The scar on Mr. Perugini's right thigh is from a pit-bull attack. Nearly three years later, the scar is still painful, and he has lost feeling in parts of his thigh.
Not long after the incident, the dog who attacked him appeared on the society's website, available for adoption.
It violated my professional oath
Two former shelter veterinarians and one current veterinarian told The Globe that they are not allowed to decide whether an animal should be euthanized. They are asked to clear any euthanasia procedures with the shelter management. This violates professional standards outlined by the College of Veterinarians of Ontario, and a formal complaint was submitted this week.

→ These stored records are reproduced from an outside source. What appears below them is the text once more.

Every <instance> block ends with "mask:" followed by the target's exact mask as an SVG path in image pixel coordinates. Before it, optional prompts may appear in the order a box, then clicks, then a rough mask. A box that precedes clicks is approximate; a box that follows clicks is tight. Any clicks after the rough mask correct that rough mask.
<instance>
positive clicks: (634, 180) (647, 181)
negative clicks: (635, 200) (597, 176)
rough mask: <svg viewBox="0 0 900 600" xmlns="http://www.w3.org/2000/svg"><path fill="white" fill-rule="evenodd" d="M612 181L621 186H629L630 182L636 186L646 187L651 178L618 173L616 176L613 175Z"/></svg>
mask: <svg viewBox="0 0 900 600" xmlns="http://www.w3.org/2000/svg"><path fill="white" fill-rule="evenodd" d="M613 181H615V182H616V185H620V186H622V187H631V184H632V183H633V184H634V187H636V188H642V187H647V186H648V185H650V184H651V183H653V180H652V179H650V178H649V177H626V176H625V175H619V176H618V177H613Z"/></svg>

Mr. McConachie said that veterinarians were asked to clear any decision to euthanize with the head veterinarian.
The Act states that veterinarians should provide “professional services under a written contract that provides that the member is responsible for all decisions relating to the quality and promotion of the member's professional services and the health of the subject animals.”
Mr. Trow maintains that the THS does not have a no-kill policy and denies that the shelter's veterinarians are influenced in their decisions whether or not to euthanize. “There's no pressure on anyone to do anything or not to do anything other than on professionals, professional doctors and professional nurses, to do the best they can,” he said.
By law, it is a requirement for veterinarians employed by humane societies to have language in their contract that makes them responsible for all decisions relating to the care of animals.
“I couldn't work at the Toronto Humane Society any longer because it violated my professional oath as a veterinarian,” said Johanna MacNaughton, a veterinarian who resigned in April.
Another veterinarian, Amanda Frank, quit later that month for the same reasons.
“I would never make a euthanasia decision without great consideration, and I would only euthanize an animal if it was suffering with no chance of recovery,” said Dr. MacNaughton.
And an internal memo obtained by The Globe confirms that euthanasia decisions must be cleared by management, many of whom have no medical training.
“Going forward, please ensure that practitioners communicate with shelter management prior to taking any significant course of action, including obtaining concurrence as regards euthanasia, operations, and anesthesia, etc.,” the memo reads.
Harley sits with his hind leg extended, like a furry prosthetic limb. It gets a little stiff after long walks, but otherwise he's a healthy dog with a new home.
“I just wish they been honest about the condition of the dog,” Ms. Kendrick said.